Migrating large amounts of data

Kedgar
Contributor

Hello,

I wanted to know what you suggest using, or what you have used in the past
to migrate production data from one storage array to another while being
certain to keep file integrity such as forked data, extended attributes,
create/modify times, and other metadata. I have multiple arrays I'm
replacing (old xserve raids) and I want to make sure I copy stuff over as
quickly as possible while keeping the file integrity. I'm not much
concerned about permissions as I'm planning to whack those anyways.

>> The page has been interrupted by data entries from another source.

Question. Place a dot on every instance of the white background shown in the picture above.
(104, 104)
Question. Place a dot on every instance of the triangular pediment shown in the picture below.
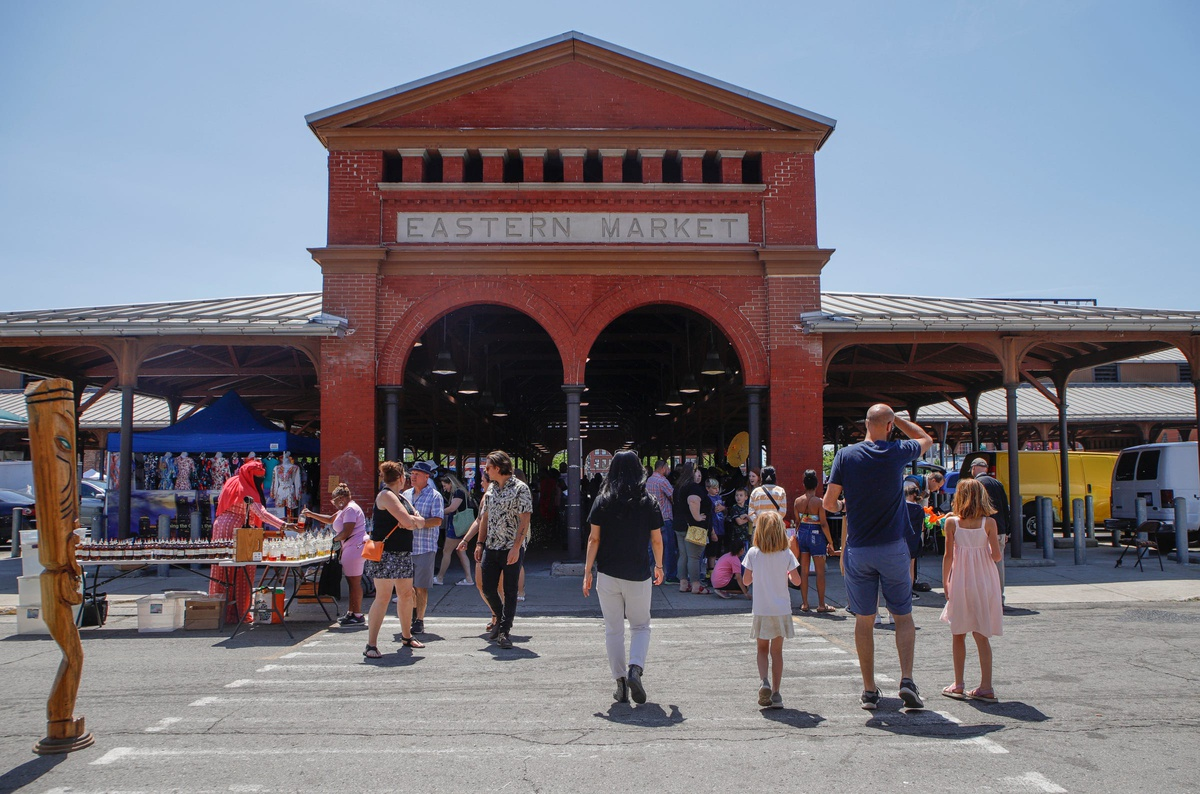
(570, 82)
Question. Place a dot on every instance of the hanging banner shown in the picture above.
(579, 228)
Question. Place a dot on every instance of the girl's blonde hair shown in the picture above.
(971, 500)
(768, 533)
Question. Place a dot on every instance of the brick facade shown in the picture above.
(393, 293)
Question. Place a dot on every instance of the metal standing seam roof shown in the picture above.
(868, 312)
(571, 35)
(1086, 403)
(149, 413)
(295, 314)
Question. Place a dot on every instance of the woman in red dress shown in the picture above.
(232, 513)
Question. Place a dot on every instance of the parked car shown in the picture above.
(1158, 473)
(12, 500)
(1091, 473)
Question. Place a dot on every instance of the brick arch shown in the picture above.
(737, 329)
(461, 294)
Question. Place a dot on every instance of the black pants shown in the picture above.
(496, 563)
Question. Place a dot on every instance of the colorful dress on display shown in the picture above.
(185, 468)
(286, 486)
(232, 515)
(220, 471)
(975, 603)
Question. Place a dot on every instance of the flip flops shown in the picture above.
(983, 696)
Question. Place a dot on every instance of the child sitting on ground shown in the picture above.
(727, 572)
(769, 565)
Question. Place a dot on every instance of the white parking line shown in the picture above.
(1036, 782)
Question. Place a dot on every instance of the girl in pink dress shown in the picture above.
(972, 585)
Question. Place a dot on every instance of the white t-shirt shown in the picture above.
(769, 588)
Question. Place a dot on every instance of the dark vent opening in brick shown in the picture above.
(672, 168)
(473, 167)
(393, 167)
(514, 167)
(593, 168)
(631, 168)
(751, 168)
(432, 167)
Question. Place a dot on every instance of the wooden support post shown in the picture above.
(52, 440)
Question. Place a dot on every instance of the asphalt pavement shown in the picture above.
(1096, 673)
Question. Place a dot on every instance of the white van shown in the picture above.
(1158, 473)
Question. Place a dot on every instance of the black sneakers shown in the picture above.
(910, 695)
(622, 693)
(634, 680)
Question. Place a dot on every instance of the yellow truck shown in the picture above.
(1091, 473)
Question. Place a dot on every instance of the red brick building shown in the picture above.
(574, 182)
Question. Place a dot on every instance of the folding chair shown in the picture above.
(1141, 541)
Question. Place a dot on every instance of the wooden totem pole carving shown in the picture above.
(52, 439)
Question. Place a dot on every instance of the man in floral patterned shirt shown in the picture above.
(503, 536)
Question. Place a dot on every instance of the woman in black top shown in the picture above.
(624, 518)
(395, 519)
(691, 507)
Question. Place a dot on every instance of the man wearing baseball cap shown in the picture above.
(874, 548)
(427, 501)
(995, 489)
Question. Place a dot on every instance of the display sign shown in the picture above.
(469, 228)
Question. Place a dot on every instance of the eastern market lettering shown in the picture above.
(571, 227)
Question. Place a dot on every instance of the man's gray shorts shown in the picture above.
(423, 570)
(868, 567)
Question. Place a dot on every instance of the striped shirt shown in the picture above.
(430, 505)
(761, 503)
(658, 487)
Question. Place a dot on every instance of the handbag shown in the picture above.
(330, 582)
(373, 549)
(462, 522)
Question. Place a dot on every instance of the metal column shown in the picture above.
(574, 518)
(754, 402)
(391, 445)
(1015, 519)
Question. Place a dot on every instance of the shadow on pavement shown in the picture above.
(651, 715)
(793, 717)
(1011, 709)
(928, 725)
(29, 771)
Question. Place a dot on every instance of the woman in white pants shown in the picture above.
(624, 518)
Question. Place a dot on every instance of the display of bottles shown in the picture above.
(299, 547)
(114, 551)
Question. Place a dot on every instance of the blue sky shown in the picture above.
(157, 150)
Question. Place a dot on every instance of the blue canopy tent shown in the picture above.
(228, 425)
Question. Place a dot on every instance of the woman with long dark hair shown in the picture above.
(693, 507)
(624, 518)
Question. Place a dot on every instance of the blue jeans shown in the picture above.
(670, 553)
(690, 558)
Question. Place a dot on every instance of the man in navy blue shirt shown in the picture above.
(875, 549)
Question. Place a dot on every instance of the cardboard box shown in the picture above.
(203, 614)
(159, 613)
(247, 545)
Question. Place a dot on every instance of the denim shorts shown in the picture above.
(868, 567)
(811, 540)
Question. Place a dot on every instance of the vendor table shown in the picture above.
(277, 573)
(132, 566)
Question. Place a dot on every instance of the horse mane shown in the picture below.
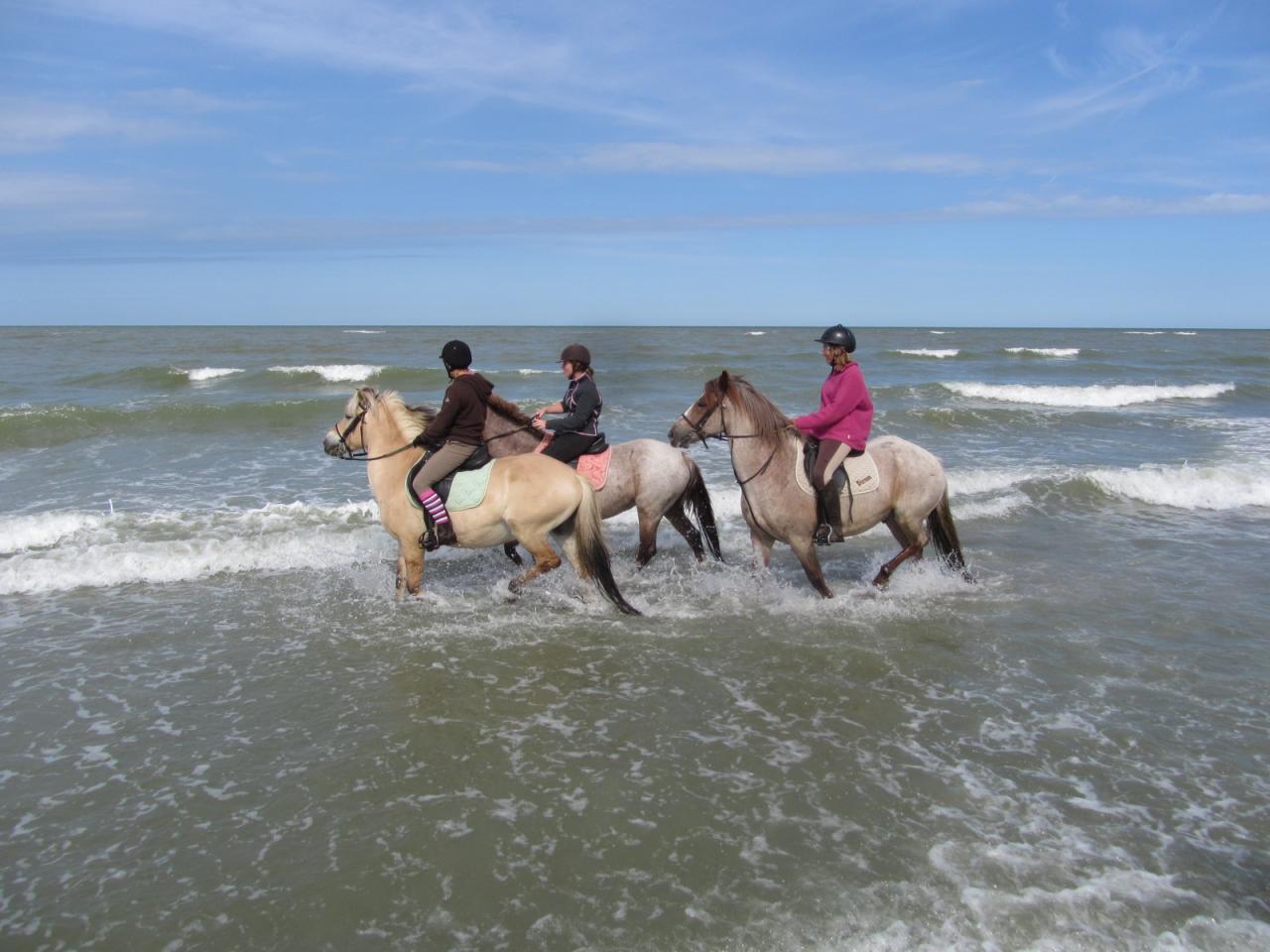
(770, 424)
(508, 411)
(412, 420)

In the past I used cp and ditto... now I'm thinking of using rsync. Not
sure if ASR would be a good idea here or not.

Thanks,
Ken

7 REPLIES 7

Not applicable

rsync is and has been my choice: it can be restarted and is durable, so if you have a huge amount of stuff to move that is being used, you can repeatedly rsync up to the cutover point without losing anything and without having a very long lockout window. Over ssh it can be bandwidth throttled, so you don't saturate your network during working hours if you're copying from an old machine to a new one. I also use rsync as a somewhat limited but usable incremental backup scheme.

--Jim

Kedgar
Contributor

Thanks Jim, that's what I'm planning on using so far. I have compiled rsync
3.0.7 and packaged itŠ It is being installed as part of my post install on
all my new servers.

Thanks,
Ken Edgar

tlarkin
Honored Contributor

There has been some discussion about this on mac forums. If you want a
different version you can always install macports of fink and get the
newest build.

Not applicable

Just a FYI, I'm not showing v3 on any machines by default. I see 2.6.9 on both client and server. I checked via ARD on several machines that were recently imaged and running 10.6.4 or 10.6.6.. All had rsync 2.6.9. I'm running v7.31 of the suite.

I'm wondering if the update to rsync 3.0.7 was inspired by v3's better ability to handle metadata? See http://www.bombich.com/rsync.html

donmontalvo
Esteemed Contributor III

Yep, you were right. I just removed MacPorts and my MBP now has the same version as the server (the default):

$ which rsync /usr/bin/rsync $ rsync --version rsync version 2.6.9 protocol version 29

Thanks,
Don

--
https://donmontalvo.com

donmontalvo
Esteemed Contributor III

Hi Edgar,

Wow, sorry for jumping in to this thread, it's very interesting. Just noticed Snow Leopard Server has rsync 2.6.9 installed:

$ rsync --version rsync version 2.6.9 protocol version 29

And Snow Leopard client has rsync 3.0.6 installed:

$ rsync --version rsync version 3.0.6 protocol version 30

I know rsync is used by JSS and it's used by Mac OS X for Time Machine. I wonder why there's such a wide variation in version. I remember Dan Shoop and Wilfredo Sanchez wrote some good papers on rsync a while back, but what kinds of issues are there today that would lead you to update rsync on the server? Sounds like a good idea, just wondering what drove the decision,

Don

--
https://donmontalvo.com

Kedgar
Contributor

Hi Don,

I have been reading up on a project called backup bouncer. It is sort of a
test of any backup software you can throw at it. It rates the ability of
your backup software/utility to restore Macintosh and *nix specific data.
Backup bouncer rated the Apple supplied version of rsync poorly as it could
not accurately copy certain attributes, links, and such. There is a page on
Bombich.com regarding how to compile rsync and install it to pass the backup
bouncer tests. This is what I have done, and so far I have seen good
results.

I actually packaged rsync after this and deployed it to my new Xserves.

http://www.n8gray.org/blog/2007/04/27/introducing-backup-bouncer/

http://www.bombich.com/rsync.html